Когда прошел первый приступ острого стыда и отчаяния, Петр Иваныч огляделся. Он находился на небольшом, в какой-нибудь десяток квадратных метров, камне, очень невысоко выдававшемся над водой. Большую часть вида вверх по течению загораживала длинная и сравнительно высокая масса Смирены. Позади нее по течению была относительно тихая заводь; но как раз перед камнем, на котором сидел Петр Иваныч, заводь эта кончалась: струи, срывавшиеся с правой и левой стороны Смирены, тут соединялись, чтобы тотчас же с ревом и пеной разбиться о прибежище Петра Иваныча. Между ним и правым — деревенским — берегом стремительно неслась гладкая, слегка волнующаяся струя плотохода; за ней ревел Кулюмес, каскадами сбрасывая с себя яростно налетавшую воду; а за Кулюмесом несся другой поток, отделяющий его от берега. В сторону левого берега река представляла беспорядочно клокочущий между камнями котел перебойных струй.
Не было никакого сомнения, — Петр Иваныч сидел на Уточке… Он с ужасом вспомнил, что однажды, когда он стал подробнее расспрашивать дедушку Егора, как подъезжают на лодке к камням порога для спасения застрявших на них людей, тот решительно утверждал, что можно подъехать к любому камню, кроме… Уточки.
— С Уточки, паря, мудрено снять.

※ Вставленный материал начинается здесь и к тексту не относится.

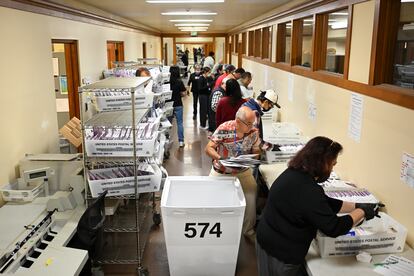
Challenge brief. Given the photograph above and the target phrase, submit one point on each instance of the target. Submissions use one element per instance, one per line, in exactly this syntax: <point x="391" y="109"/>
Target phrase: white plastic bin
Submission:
<point x="389" y="237"/>
<point x="202" y="219"/>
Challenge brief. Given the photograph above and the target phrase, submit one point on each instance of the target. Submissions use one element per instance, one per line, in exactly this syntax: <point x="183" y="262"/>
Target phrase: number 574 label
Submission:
<point x="201" y="229"/>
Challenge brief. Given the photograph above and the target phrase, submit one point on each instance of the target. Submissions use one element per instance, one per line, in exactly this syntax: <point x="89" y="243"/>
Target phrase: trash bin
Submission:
<point x="202" y="219"/>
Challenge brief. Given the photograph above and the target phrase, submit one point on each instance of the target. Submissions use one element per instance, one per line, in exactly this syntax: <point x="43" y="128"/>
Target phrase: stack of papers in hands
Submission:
<point x="241" y="161"/>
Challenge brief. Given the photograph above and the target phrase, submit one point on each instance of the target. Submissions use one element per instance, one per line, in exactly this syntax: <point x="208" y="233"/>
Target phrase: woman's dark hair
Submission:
<point x="142" y="70"/>
<point x="205" y="70"/>
<point x="233" y="91"/>
<point x="174" y="73"/>
<point x="316" y="157"/>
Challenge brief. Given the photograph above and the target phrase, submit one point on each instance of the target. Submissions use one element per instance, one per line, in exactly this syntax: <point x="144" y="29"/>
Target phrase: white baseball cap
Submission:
<point x="272" y="96"/>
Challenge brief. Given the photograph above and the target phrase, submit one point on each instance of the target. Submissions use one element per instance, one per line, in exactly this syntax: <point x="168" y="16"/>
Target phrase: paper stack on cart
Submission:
<point x="241" y="161"/>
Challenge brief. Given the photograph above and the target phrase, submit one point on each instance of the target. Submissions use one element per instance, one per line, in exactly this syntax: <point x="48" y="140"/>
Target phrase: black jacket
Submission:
<point x="296" y="208"/>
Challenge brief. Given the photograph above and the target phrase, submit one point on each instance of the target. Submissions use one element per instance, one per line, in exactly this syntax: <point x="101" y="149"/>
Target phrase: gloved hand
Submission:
<point x="370" y="209"/>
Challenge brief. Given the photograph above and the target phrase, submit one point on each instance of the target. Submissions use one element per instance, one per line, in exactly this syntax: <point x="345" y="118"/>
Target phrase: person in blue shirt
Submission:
<point x="264" y="102"/>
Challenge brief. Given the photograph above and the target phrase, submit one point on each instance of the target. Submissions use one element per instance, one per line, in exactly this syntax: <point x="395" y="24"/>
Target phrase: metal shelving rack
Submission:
<point x="137" y="205"/>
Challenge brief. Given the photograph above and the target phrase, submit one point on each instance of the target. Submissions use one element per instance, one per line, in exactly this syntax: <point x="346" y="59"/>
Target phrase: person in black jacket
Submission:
<point x="204" y="86"/>
<point x="193" y="82"/>
<point x="297" y="207"/>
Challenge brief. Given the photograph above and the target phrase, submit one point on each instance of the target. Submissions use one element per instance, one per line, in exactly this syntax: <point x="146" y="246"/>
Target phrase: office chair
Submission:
<point x="89" y="233"/>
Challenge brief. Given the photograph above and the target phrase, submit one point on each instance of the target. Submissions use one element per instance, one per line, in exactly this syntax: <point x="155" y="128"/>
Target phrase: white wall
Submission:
<point x="375" y="161"/>
<point x="219" y="49"/>
<point x="27" y="107"/>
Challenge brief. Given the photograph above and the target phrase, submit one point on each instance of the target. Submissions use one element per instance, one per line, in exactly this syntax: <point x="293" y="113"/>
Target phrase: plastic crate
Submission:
<point x="125" y="185"/>
<point x="11" y="192"/>
<point x="390" y="240"/>
<point x="123" y="102"/>
<point x="121" y="148"/>
<point x="202" y="220"/>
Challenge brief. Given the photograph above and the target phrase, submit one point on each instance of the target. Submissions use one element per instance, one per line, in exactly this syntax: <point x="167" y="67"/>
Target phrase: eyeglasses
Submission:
<point x="249" y="125"/>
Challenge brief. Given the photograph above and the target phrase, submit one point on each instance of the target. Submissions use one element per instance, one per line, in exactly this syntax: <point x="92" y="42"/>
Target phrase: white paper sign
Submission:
<point x="355" y="117"/>
<point x="407" y="169"/>
<point x="62" y="105"/>
<point x="290" y="87"/>
<point x="312" y="111"/>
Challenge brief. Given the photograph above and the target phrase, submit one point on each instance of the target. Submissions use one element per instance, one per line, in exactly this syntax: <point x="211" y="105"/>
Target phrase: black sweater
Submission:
<point x="296" y="208"/>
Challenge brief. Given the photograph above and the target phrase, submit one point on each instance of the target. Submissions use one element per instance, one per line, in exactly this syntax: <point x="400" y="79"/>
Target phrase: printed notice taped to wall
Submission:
<point x="355" y="117"/>
<point x="290" y="87"/>
<point x="407" y="169"/>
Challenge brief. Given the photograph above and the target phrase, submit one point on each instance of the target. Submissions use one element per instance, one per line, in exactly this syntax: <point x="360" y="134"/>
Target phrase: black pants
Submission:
<point x="270" y="266"/>
<point x="195" y="103"/>
<point x="203" y="109"/>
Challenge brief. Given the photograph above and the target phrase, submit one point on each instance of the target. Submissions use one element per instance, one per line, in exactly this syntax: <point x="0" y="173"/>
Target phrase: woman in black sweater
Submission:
<point x="297" y="207"/>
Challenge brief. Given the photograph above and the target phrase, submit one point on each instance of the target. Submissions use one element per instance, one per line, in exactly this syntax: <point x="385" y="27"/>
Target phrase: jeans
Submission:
<point x="249" y="190"/>
<point x="195" y="103"/>
<point x="178" y="113"/>
<point x="203" y="109"/>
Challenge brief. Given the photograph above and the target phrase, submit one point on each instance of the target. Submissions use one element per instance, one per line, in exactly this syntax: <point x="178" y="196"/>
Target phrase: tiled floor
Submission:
<point x="190" y="160"/>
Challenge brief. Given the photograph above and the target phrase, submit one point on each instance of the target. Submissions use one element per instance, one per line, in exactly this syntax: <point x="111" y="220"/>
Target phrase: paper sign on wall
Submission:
<point x="290" y="87"/>
<point x="312" y="111"/>
<point x="355" y="117"/>
<point x="407" y="169"/>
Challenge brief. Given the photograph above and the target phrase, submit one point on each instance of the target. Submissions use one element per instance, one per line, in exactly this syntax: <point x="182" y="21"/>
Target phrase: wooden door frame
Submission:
<point x="240" y="55"/>
<point x="121" y="52"/>
<point x="72" y="74"/>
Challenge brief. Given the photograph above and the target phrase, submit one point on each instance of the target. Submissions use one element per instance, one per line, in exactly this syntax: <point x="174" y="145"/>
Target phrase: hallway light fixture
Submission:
<point x="339" y="25"/>
<point x="191" y="20"/>
<point x="192" y="25"/>
<point x="189" y="13"/>
<point x="185" y="30"/>
<point x="183" y="1"/>
<point x="194" y="28"/>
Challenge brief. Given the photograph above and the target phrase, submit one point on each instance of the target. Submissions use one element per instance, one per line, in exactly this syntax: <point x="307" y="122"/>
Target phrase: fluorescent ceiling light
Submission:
<point x="189" y="13"/>
<point x="191" y="20"/>
<point x="193" y="29"/>
<point x="190" y="30"/>
<point x="192" y="25"/>
<point x="339" y="25"/>
<point x="183" y="1"/>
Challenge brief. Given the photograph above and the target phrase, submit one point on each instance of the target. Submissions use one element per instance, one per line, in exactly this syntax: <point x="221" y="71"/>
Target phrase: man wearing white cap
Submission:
<point x="264" y="102"/>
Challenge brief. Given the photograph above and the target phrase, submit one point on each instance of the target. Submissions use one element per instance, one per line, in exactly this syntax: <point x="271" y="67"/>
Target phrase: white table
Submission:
<point x="346" y="266"/>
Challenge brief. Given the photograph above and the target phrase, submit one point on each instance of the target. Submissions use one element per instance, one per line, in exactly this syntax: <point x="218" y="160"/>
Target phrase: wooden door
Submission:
<point x="115" y="52"/>
<point x="239" y="56"/>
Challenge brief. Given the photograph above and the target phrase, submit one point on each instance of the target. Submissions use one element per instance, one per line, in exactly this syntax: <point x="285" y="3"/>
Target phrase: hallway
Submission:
<point x="190" y="160"/>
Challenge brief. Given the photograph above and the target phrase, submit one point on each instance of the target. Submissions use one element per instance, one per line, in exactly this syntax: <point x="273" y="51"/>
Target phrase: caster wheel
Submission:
<point x="143" y="272"/>
<point x="156" y="218"/>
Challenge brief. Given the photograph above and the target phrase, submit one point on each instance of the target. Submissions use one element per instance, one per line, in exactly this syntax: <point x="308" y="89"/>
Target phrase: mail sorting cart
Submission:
<point x="119" y="138"/>
<point x="202" y="220"/>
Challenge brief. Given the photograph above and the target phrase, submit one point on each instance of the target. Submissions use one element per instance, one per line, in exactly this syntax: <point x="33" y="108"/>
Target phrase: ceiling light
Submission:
<point x="188" y="13"/>
<point x="193" y="29"/>
<point x="192" y="25"/>
<point x="339" y="25"/>
<point x="190" y="30"/>
<point x="182" y="1"/>
<point x="191" y="20"/>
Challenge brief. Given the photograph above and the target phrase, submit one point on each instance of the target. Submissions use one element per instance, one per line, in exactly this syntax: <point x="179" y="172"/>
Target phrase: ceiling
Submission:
<point x="230" y="14"/>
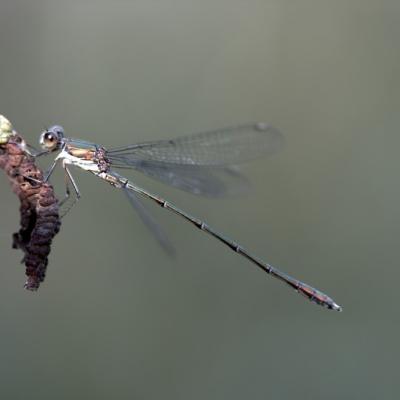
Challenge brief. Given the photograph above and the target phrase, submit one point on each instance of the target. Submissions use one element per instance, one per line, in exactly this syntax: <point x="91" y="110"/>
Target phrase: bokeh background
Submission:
<point x="118" y="319"/>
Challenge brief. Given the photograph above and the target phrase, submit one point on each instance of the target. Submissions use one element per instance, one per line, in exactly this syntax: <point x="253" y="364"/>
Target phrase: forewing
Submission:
<point x="223" y="147"/>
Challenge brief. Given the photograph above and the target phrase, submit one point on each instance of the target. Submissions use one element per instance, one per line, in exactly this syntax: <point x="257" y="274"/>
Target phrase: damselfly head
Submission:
<point x="6" y="130"/>
<point x="51" y="138"/>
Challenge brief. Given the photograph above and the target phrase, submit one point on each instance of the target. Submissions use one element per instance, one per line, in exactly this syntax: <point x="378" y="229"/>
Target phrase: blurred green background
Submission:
<point x="118" y="319"/>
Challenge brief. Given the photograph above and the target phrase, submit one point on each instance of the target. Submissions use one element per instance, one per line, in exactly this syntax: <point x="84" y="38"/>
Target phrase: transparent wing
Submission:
<point x="197" y="180"/>
<point x="227" y="146"/>
<point x="201" y="163"/>
<point x="150" y="222"/>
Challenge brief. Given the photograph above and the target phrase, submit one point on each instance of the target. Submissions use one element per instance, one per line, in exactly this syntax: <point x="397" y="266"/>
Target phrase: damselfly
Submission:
<point x="194" y="163"/>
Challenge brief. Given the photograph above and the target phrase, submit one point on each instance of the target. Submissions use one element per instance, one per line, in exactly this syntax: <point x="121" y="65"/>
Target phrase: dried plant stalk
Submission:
<point x="40" y="220"/>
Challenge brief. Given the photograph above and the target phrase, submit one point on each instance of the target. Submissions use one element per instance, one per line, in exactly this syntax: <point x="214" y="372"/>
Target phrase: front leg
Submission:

Разве что плот мимо ее пустить поближе, — говорил старик.
Петр Иваныч еще раз огляделся. Положительно, старик был прав. Камень был слишком мал для того, чтобы ниже его по течению образовалось затишье: разбивавшиеся о него струи, обойдя камень, тотчас же соединялись и с прежней скоростью неслись дальше, к буруну в нижней части порога.
Мало того, Петр Иваныч знал, сам видел, что во время прибыли воды невысокая Уточка почти скрывается из вида и бешеные волны то и дело перелетают через нее. А прибыль воды в Катуни может случиться в любое время, — стоит пройти хорошему ливню где-нибудь выше по течению. Петра Иваныча охватило отчаяние…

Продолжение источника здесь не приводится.